Daniel Farke’s team had scored three times and upset a side that was favoured to win the title. Farke seemed ecstatic and talked with the innocence and intelligence of an excited exchange student. “I’m thrilled,” he said. “The lads delivered in a difficult and complicated game. It’s important we enjoy these kind of results.”

Teemu Pukki had scored and Emi Buendia had been outstanding. Farke looked genuinely surprised when I went over to talk to him and said how impresssed I was with his team’s style. “Thank you, that is very kind of you,” he said. “I’m very pleased you liked the way we played. It was an amazing game today.”

There was another hand shake, another thank you and then he walked out of the Howard Wilkinson suite, tucked away to the side of the main stand at Elland Road.

It was February and Norwich had just taken Leeds United apart. They moved top that day, on the first Saturday in February, earlier this year, on goal difference, ahead of Leeds.

By the time the season had finished, Norwich had scored 93 league goals and amassed 94 points, 11 more than Leeds. Pukki had scored 29 goals to finish the season as the division’s top scorer.

It has been curious then to watch the level of surprise as Norwich have beaten Newcastle United and Manchester City, scoring three times on each occasion.

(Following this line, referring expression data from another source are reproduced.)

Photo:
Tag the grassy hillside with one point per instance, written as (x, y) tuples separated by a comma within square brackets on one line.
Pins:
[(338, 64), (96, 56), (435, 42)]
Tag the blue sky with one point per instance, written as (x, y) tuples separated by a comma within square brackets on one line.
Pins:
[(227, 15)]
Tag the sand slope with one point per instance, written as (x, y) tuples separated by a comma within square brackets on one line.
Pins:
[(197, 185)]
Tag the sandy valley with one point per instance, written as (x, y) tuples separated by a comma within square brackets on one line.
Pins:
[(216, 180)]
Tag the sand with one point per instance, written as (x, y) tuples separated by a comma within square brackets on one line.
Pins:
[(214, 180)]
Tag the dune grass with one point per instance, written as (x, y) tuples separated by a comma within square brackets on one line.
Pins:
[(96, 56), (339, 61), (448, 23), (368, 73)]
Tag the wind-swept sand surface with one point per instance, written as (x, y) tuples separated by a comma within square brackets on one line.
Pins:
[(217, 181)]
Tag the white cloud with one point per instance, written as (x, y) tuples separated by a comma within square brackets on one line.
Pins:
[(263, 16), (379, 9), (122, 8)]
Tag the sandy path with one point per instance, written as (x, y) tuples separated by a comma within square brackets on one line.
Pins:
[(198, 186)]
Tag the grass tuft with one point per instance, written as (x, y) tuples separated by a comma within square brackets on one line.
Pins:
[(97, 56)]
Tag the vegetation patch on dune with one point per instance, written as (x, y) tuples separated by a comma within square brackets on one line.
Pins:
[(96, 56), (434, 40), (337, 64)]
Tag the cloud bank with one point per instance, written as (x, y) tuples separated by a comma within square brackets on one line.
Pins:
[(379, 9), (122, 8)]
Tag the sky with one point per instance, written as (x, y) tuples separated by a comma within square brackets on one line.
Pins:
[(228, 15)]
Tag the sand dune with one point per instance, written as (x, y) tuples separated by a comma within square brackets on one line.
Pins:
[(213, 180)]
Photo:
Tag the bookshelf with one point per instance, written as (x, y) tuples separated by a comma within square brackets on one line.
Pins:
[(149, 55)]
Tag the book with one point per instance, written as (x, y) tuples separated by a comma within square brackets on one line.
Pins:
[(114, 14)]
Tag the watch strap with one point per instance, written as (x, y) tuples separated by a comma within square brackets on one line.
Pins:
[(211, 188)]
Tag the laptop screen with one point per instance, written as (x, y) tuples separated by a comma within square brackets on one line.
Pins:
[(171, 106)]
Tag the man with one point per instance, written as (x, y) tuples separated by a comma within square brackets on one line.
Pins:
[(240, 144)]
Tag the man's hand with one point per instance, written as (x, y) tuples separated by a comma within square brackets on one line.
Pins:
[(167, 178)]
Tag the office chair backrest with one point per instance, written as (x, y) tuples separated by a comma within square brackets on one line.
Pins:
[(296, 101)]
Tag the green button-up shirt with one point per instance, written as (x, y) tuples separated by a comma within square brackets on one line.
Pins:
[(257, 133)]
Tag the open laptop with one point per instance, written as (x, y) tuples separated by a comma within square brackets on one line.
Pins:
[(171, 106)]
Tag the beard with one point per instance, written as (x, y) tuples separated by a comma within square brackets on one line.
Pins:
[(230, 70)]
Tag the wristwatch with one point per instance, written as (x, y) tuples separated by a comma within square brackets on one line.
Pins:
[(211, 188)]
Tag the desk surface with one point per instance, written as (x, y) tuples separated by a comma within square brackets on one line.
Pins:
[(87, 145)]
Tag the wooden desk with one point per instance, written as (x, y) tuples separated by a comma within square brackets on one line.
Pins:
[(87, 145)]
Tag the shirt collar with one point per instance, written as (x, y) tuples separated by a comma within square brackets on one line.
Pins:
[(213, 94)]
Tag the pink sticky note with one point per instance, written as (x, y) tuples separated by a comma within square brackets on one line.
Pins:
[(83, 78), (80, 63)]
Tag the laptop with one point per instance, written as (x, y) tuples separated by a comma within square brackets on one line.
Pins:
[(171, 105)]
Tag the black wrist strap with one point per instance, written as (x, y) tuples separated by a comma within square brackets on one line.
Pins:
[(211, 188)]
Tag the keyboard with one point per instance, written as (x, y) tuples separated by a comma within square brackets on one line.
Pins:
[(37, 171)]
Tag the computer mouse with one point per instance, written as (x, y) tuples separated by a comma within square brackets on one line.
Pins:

It speaks perhaps of the arrogance of the Premier League to not check more regularly about what lies beneath. Pukki and Tammy Abraham were the Championship’s top scorers last season with 54 league goals between them. It is now known that Pukki arrived for nothing from Brondby in the summer of 2018, but his was not a signature that clubs were clamouring for in the summer. That still seems strange. Abraham would probably not even be playing for Chelsea without the transfer embargo at Stamford Bridge.

The two have scored 13 Premier League goals already and sit joint-first and second in the scoring charts. Norwich and Farke, who was a reserve team manager in Germany before moving to Carrow Road, are picking up much praise for the style of their play. This is not new. Nor is it that Harry Maguire honed his talents in the Championship with Sheffield United — although he had to play 166 times for Sheffield Untied and captain the team in his teens, before Hull made a move, or that Andy Robertson did the same at the KCOM Stadium.

In the summer the Premier League clubs did gently fish the league beneath them. Southampton signed Che Adams, Sheffield United moved for Oli McBurnie and Neil Maupay went to Brighton, and there was not much change from £60 million for the trio.

The Championship was the third-most watched league in world football in the 2016-17 season. Somehow, however, the television deal the Football League signed in November last year with Sky Sports amounted to £595 million for five years, or just £119 million per year between 72 clubs (and that is without mentioning the hugely controversial red button service).

However, this is not a piece about the financial mismanagement. That is for another day.

It is about the failure to continually recognise the quality bubbling away beneath the Premier League. Marcelo Bielsa received more media interest because one of his coaches spied on Derby County than he has for the transformative style of football he has introduced at Elland Road.

There is much to admire in the second tier of English football. Leeds and Sheffield Wednesday are bigger clubs than at least eight of those in the Premier League. The top flight could do with them.

Norwich have been playing wonderful football for well over 12 months, but the surprise that greeted their victory over Pep Guardiola’s Manchester City told you that most are too blinkered to even look.